TCGA92/S140 (1), (2) and (3)

Capital gains charges are deferred by TCGA92/S140 if all the following conditions in Section 140(1)(a)-(d) and (2) are satisfied:

  • a UK resident company carrying on a trade outside the UK through a permanent establishment transfers the permanent establishment trade, or part of it, together with all the related assets (or all the assets other than cash), to a non-UK resident company
  • the consideration for the trade or part trade transferred consists wholly or partly of shares, or shares and loan stock, issued by the transferee company to the transferor company
  • the shares so issued, together with any other shares in the transferee company already held by the transferor company, are at least 25 per cent of the ordinary share capital (CG/App11) of the transferee company
  • the aggregation of the gains and losses in respect of all the assets transferred results in a net gain
  • the transferor company makes a claim.

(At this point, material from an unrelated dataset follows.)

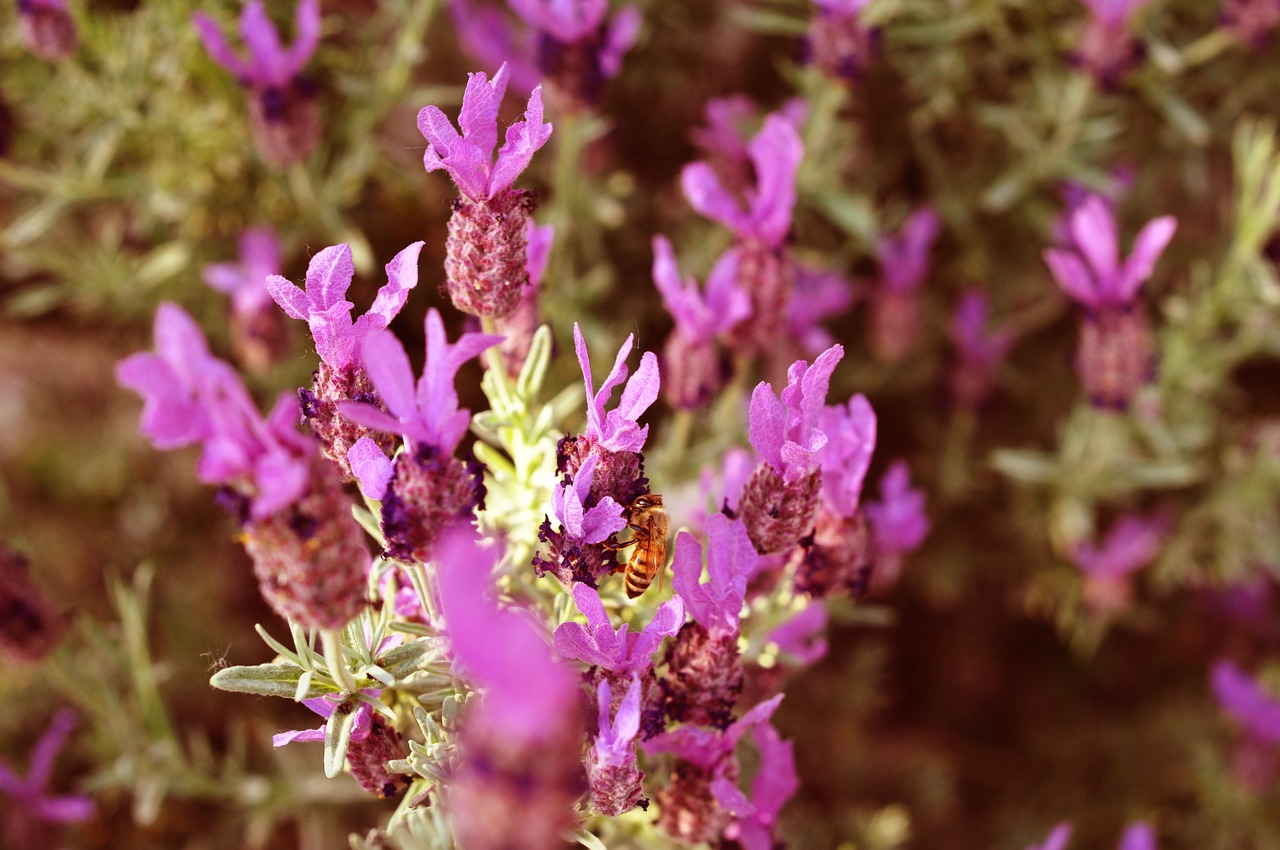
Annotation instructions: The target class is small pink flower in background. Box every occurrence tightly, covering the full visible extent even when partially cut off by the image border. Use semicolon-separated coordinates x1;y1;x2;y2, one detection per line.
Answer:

But relief cannot be claimed both under the outward domestication provisions and under the provisions implementing the EU Mergers Directive which deal with the transfer of a non-UK trade. See CG45700 onwards.

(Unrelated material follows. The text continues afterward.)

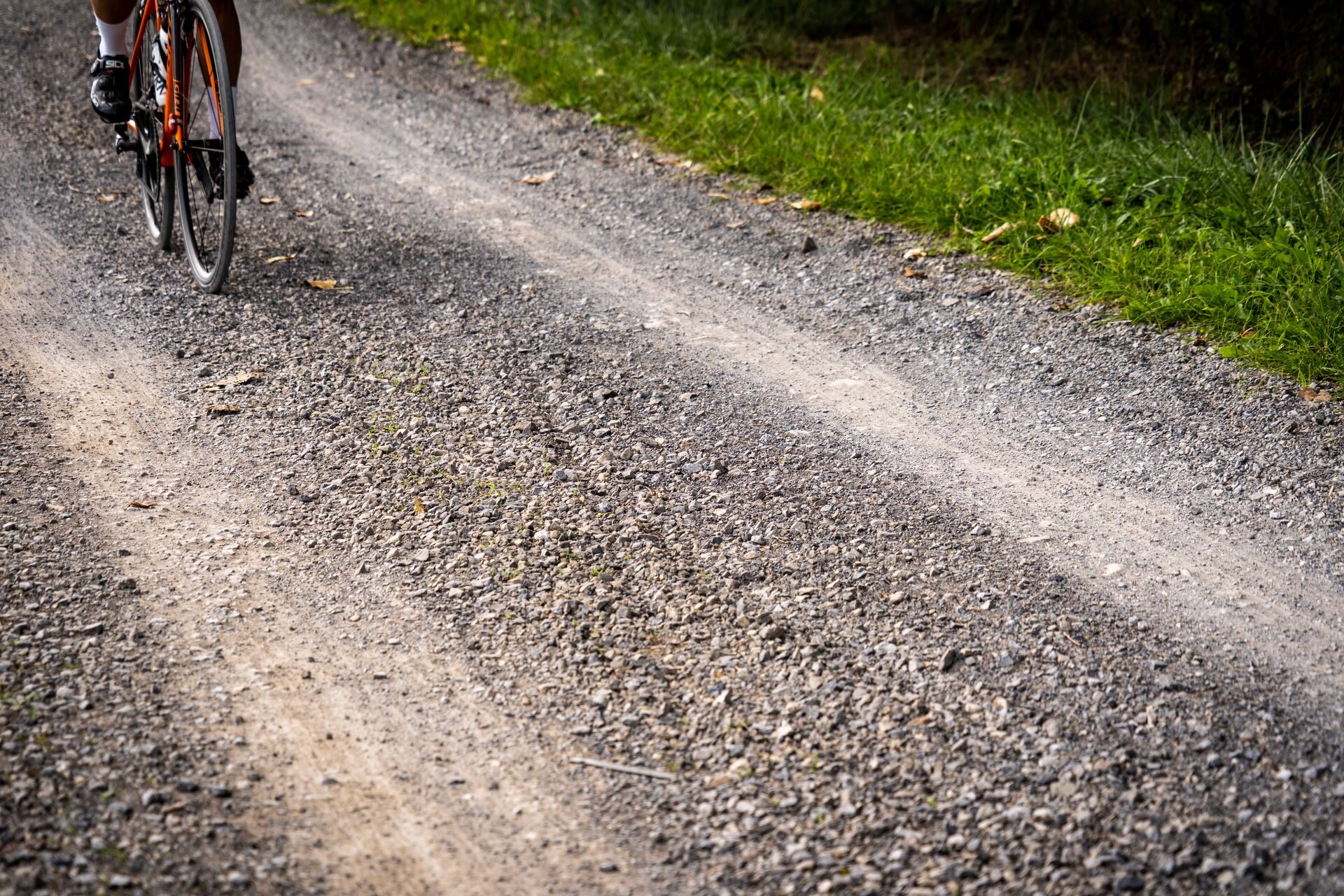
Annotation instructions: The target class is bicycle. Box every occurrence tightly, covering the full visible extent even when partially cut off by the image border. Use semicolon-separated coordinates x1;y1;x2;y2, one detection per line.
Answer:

The effect of a claim under TCGA92/S140 (2) is set out in TCGA92/S140 (3). This works by deferring the charge on the transferor company in respect of `the deferred gain’ until the occurrence of certain events, see CG45670. In computing the deferred gain, any allowable losses accruing to the transferor company on the transfer are set off against the chargeable gains accruing, and the transfer is treated as giving rise to a single chargeable gain equal to the difference between the aggregate gains and the aggregate losses.

The extent to which this net gain becomes `the deferred gain’ depends on the consideration received by the transferor company in respect of the transfer. Where the shares, or shares and loan stock, issued by the transferee company are the whole of the consideration, then the whole of the net gain on the transfer is `the deferred gain’. Where the shares, or shares and loan stock, issued by the transferee company are only part of the consideration, then only a proportion of the net gain on the transfer is `the deferred gain’. The remainder is treated as accruing at the time of the transfer and is assessed accordingly on the transferor company. The proportion of the net gain treated as the deferred gain is the proportion which the market value, at the time of the transfer, of the shares and loan stock received by the transferor company bears to the market value of the whole of the consideration received by the transferor company. For this purpose the consideration does not include liabilities of the business which are taken over by the transferee company.